In first case, you have to scan this audience's publications, see what they use, and use the same. There isn't a perfect metric, since actually it depends on the business' cost-ratio.

In the second case, all you need is the cost-matrix and the result follows naturally. Optimizing anything which isn't the cost-matrix is a rather academical exercise. The cost-matrix has one parameter and depends really on the business. No reference is going to solve this decision for you. The discussion between performance metrics is missing the point. There is only one answer once you manage to squeeze out a cost-matrix from your business stakeholders. In a business anything can be estimated in terms of money.
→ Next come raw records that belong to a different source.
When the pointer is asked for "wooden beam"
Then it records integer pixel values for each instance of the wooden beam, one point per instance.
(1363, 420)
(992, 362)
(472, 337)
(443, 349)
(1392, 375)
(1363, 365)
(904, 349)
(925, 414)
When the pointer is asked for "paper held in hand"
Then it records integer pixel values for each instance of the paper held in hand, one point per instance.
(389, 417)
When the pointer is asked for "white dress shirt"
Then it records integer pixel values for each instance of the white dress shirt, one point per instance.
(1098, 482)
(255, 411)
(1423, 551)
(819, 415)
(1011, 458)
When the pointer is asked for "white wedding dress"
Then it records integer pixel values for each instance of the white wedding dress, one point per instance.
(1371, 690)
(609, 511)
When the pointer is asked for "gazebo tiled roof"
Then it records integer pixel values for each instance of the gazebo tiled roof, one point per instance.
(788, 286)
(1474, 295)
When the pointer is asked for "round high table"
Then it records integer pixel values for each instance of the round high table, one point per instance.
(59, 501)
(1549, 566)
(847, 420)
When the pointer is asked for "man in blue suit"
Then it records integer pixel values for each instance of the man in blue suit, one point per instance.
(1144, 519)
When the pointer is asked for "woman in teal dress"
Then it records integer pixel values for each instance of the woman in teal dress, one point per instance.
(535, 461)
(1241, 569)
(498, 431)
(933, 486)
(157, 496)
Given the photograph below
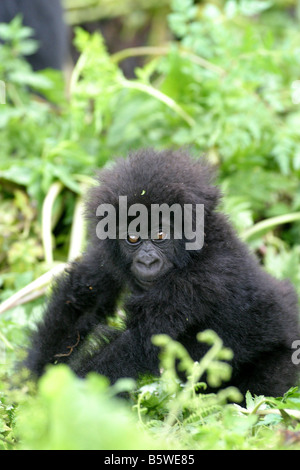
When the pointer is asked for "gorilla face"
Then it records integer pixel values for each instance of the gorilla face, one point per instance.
(149, 259)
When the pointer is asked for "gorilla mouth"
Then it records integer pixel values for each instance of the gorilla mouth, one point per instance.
(145, 283)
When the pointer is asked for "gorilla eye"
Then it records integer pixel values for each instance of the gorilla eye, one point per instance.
(160, 236)
(132, 239)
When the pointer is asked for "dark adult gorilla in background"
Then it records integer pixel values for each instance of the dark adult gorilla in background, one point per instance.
(169, 289)
(45, 17)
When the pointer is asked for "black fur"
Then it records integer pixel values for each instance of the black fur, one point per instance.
(220, 287)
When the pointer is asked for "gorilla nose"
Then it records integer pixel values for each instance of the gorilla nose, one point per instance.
(149, 261)
(148, 266)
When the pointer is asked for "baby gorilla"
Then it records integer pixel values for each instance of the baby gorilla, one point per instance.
(168, 287)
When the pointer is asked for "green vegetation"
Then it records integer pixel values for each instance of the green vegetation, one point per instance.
(227, 87)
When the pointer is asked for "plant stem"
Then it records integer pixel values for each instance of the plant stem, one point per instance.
(268, 224)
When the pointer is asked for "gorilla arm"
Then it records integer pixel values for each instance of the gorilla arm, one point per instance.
(83, 295)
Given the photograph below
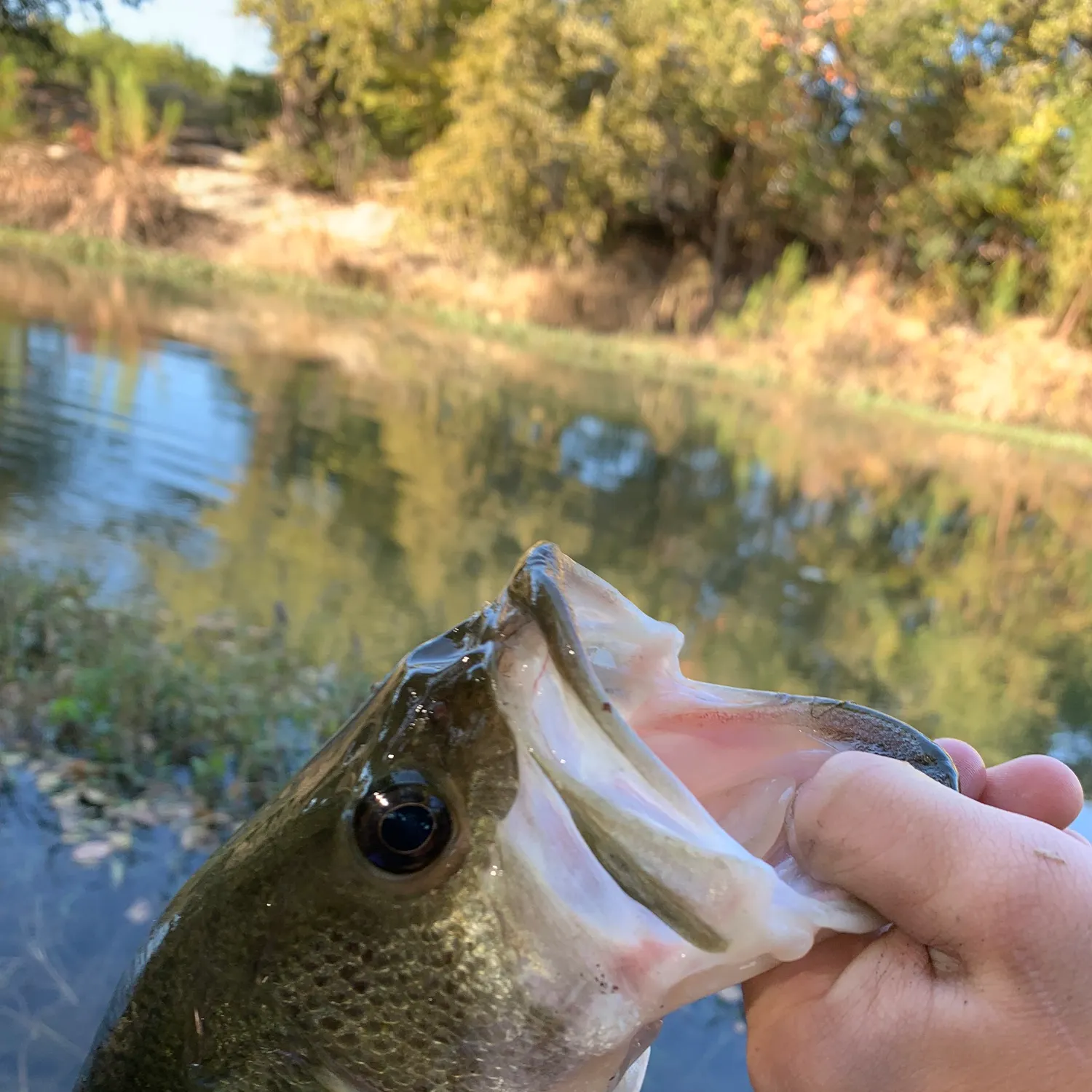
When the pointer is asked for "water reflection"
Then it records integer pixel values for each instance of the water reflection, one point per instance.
(945, 579)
It only gets tricky, if it more complex than a single class weight.

So the answers are:

  1. Parameter performance: calculate cost; Overall performance: take max(), or to be more precise correct for testing multiple hypotheses, too
  2. There isn't any, unless you find one which proves that optimizing a metric optimizes for all possible cost matrices simultaneously.

In that sense, ROCAUC is actually a pretty meaningless artifical metric, despite being popular. There is an interpretation which relies on the fitted model's probabilities being correctly estimated, but if you want to get real, only cost matrices matter. Model the real world impact of you model and you'll get answers!

PS: I personally consider TPR-FPR the best bet in absence of a defined cost matrix.